Organização foi responsável por dobrar o número de homicídios em Taubaté, no Vale do Paraíba; eles tinham como objetivo dominar o tráfico na cidade

Operação X-Men Polícia Civil Taubaté
Foto: Polícia Civil/Reprodução
Operação X-Men Polícia Civil Taubaté

Uma operação da Delegacia Especializada de Investigações Criminais (Deic) da Polícia Civil prendeu ao menos dez integrantes de um grupo criminoso que atuava em Taubaté, no Vale do Paraíba , no interior de São Paulo.

A operação, identificada como Operação X-Men, foi realizada nesta segunda-feira (17) e cumpriu 17 mandados de prisão preventiva.

Segundo a Polícia Civil, a investigação contra o grupo começou após uma série de homicídios registrados em 2021 em virtude de uma disputa entre duas facções rivais.

Na época, o número de homicídios em Taubaté saltou de 21 para 42 registros.
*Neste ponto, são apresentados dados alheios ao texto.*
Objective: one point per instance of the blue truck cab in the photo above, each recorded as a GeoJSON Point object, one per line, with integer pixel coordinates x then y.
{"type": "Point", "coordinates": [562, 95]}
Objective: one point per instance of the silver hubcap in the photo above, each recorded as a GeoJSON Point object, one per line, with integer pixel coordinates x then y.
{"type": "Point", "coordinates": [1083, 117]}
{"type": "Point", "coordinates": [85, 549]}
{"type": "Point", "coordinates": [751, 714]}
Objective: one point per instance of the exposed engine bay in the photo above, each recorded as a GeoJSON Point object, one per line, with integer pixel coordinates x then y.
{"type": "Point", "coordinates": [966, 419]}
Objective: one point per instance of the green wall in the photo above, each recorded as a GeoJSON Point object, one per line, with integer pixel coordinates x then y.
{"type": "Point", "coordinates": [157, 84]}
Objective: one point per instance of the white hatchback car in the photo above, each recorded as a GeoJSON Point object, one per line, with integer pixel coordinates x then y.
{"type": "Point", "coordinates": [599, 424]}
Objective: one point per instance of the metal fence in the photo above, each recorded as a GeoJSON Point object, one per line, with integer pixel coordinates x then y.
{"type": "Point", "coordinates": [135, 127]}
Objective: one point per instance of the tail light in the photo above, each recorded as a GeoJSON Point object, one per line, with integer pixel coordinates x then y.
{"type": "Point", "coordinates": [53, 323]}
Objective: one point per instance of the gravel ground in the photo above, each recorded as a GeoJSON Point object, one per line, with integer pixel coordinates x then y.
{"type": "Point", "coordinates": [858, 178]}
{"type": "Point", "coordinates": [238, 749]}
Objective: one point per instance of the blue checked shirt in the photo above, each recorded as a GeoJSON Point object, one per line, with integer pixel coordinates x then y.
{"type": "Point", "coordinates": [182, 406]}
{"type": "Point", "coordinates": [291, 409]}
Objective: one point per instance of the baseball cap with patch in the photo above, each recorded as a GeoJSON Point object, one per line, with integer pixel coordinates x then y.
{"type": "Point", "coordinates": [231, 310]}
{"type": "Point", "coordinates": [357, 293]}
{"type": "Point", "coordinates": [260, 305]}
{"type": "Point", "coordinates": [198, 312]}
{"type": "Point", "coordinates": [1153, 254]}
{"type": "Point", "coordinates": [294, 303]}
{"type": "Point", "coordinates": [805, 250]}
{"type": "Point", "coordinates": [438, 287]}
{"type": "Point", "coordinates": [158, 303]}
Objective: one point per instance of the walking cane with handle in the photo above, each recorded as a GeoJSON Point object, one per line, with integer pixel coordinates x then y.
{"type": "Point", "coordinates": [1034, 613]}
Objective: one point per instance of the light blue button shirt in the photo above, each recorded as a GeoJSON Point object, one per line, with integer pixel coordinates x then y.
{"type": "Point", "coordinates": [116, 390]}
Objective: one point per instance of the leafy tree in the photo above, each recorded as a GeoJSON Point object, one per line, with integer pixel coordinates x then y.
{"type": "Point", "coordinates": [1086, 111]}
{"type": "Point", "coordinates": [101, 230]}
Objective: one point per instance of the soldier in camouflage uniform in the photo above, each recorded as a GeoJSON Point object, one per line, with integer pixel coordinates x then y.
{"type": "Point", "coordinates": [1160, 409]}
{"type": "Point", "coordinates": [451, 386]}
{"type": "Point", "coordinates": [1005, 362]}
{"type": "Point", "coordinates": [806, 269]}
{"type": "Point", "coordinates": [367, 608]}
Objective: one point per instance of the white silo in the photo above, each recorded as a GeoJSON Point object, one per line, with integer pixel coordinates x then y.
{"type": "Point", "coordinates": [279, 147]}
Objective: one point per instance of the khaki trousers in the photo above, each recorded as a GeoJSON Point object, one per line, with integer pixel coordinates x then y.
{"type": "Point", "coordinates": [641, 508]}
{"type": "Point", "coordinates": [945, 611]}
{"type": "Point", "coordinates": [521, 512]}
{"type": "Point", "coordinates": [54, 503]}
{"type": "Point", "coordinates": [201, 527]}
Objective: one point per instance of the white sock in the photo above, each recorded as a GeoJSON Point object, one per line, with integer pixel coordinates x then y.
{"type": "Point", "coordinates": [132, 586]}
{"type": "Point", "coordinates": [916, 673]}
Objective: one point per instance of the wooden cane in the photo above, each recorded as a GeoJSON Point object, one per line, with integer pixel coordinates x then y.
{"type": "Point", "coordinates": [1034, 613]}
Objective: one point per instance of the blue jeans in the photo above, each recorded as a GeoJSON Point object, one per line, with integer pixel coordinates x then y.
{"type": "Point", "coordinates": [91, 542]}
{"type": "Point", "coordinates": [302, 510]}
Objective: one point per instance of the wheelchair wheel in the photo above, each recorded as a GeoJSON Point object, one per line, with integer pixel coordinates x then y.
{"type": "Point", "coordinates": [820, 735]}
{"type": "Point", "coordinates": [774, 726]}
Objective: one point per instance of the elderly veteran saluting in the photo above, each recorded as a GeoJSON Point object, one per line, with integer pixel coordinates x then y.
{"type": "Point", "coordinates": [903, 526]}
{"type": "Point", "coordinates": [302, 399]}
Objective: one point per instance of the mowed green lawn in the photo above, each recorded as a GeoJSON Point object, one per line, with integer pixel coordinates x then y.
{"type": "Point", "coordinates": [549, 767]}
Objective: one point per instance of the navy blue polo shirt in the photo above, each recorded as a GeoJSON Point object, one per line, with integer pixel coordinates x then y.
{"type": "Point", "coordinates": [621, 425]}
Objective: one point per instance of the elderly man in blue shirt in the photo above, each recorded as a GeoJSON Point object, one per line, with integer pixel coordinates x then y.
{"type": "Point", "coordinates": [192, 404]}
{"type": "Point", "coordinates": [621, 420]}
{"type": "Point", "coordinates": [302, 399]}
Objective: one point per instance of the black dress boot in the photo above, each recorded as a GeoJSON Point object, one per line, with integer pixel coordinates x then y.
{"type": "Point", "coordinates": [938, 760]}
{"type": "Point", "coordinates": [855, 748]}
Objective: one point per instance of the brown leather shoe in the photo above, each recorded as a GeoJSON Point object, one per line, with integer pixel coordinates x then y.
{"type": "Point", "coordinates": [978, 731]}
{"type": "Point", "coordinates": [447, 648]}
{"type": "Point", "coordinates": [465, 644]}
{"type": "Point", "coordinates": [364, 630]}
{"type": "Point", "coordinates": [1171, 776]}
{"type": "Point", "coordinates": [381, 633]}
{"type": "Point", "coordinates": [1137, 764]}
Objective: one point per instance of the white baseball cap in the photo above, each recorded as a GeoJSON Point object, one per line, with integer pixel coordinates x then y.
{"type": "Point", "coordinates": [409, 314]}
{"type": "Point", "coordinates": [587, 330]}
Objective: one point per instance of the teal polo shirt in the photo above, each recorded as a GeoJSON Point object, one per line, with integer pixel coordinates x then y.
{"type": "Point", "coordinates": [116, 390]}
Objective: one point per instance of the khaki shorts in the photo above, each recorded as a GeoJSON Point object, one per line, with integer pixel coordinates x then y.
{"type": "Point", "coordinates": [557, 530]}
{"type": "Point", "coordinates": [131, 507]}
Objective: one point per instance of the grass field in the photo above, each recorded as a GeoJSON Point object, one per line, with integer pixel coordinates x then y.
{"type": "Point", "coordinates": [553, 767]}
Com a investigação, os policiais conseguiram identificar a forma como o grupo agia, além dos integrantes.

Segundo os policiais, a organização arquitetou planos detalhados para eliminar rivais e ter domínio total do tráfico. Além disso, os integrantes realizavam diversos roubos para comprar armas e transformavam os carros roubados em carros dublês.

Os veículos eram usados nos  homicídios e depois eram abandonados.

Conforme a investigação avançava, o grupo passava por mudanças, mas sempre com foco no tráfico de drogas.

Os integrantes ainda passaram a ter vulgos de personagens do filme de super-heróis X-Men.

Ao todo, a polícia cumpriu 17 mandados de prisão preventiva. Desse número, 10 suspeitos foram localizados e presos.

Ainda de acordo com a Polícia Civil, outros sete integrantes não foram encontrados e agora são considerados foragidos.

O líder da organização já havia sido preso em flagrante anteriormente.

Nesta segunda, a polícia informou que prendeu o responsável por arquitetar os homicídios em 2021.

De acordo com a investigação, o suspeito era responsável por produzir os veículos dublês, realizar pesquisa dos alvos dos homicídios nas redes sociais, verificar os locais onde os alvos poderiam estar e enviar essas informações para os integrantes que iam realizar a execução dos rivais.

A polícia também identificou que alguns membros que estão presos escreviam cartas para mandar ordens de dentro do presídio para os demais integrantes. A ação mostra alta organização do grupo.

A Polícia Civil segue com as investigações para identificar outros integrantes.